When workers are not allocated the basic tools to manage their lives and work, they cannot perform well. In fact, inexperienced and unsupported workers are more likely to show bias and react punitively to families. As Linda Dugas, a social worker with over 20 years of experience in the field of adoption noted, “When a family experiences trouble or an intervention doesn’t work, some caseworkers can feel angry because of their sense of responsibility and guilt. And some take it out on and blame the family.” The human services field needs to provide sufficient wages, benefits, training, and support to attract workers and specialists and encourage them to stay in their jobs so as to gain the necessary expertise.
- Providing agencies with the necessary resources
The development of new techniques and ideas are undermined when stringent budgets cut time and resources for thought, supervision, research, and experimentation. In human services, like other complex fields, the work proceeds in fits and starts, with tinkering and tweaking. Yet unlike other disciplines, human services are rarely provided sufficient money to innovate and create new programs. Often streams of funding are available only for narrow purposes, thus squelching the ability to flexibly adapt programs to the ever-changing needs of the populations served.

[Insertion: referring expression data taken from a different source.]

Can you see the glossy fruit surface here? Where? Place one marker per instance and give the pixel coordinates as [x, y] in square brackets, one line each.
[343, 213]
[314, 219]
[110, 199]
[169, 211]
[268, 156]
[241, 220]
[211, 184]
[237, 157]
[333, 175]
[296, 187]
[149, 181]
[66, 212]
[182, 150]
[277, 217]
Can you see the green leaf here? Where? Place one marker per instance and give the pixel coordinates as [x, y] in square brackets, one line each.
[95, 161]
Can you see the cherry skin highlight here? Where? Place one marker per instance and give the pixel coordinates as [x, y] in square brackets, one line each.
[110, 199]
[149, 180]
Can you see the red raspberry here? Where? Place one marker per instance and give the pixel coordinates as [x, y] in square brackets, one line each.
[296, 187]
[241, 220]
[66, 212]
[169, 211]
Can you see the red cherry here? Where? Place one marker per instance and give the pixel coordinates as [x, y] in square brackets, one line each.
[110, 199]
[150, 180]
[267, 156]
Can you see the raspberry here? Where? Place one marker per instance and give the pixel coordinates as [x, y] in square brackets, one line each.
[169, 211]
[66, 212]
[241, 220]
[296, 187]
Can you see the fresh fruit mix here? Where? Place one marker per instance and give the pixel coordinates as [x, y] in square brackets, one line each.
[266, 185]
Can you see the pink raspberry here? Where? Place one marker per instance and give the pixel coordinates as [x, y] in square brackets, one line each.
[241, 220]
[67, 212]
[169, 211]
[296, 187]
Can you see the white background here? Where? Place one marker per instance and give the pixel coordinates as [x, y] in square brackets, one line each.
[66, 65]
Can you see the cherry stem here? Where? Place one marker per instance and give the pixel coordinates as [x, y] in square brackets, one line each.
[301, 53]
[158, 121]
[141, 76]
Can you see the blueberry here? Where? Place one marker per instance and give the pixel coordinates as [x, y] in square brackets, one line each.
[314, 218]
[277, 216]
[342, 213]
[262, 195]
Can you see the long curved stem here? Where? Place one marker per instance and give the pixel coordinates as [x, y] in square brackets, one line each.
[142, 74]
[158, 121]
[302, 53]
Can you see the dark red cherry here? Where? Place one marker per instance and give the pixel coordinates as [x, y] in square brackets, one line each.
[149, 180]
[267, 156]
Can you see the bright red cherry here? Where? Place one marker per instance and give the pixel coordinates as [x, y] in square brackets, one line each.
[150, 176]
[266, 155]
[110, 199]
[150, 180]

Many services and treatments are developed in contexts that are different from those in which they are applied. The development and testing of new techniques generally occur in universities or clinics serving urban populations. Funding decisions for the mental health system are made in state capitals, which tend to be urban and relatively wealthy. However, families— as well as the regions in which they live— differ so greatly in terms of needs and resources that a one-size-fits-all philosophy can never work. The end result is that poorer and more rural populations often find themselves particularly short of services and expertise. More funds and decision-making needs to be directed to small communities to set up the types of services that would best benefit their populations.
The current difficulties families face in procuring services hurt not just them, but everyone. When agencies cannot meet families’ needs, children and parents fall further into adversity, putting pressure back on already overwhelmed schools, mental health services, child welfare, and other institutions. Resources become slimmer, and more families face hardship and frustration. In this way, difficulties perpetuate in a never-ending cycle. Unless the problem is addressed, families, human service agencies, and society as a whole will find themselves in deteriorating circumstances.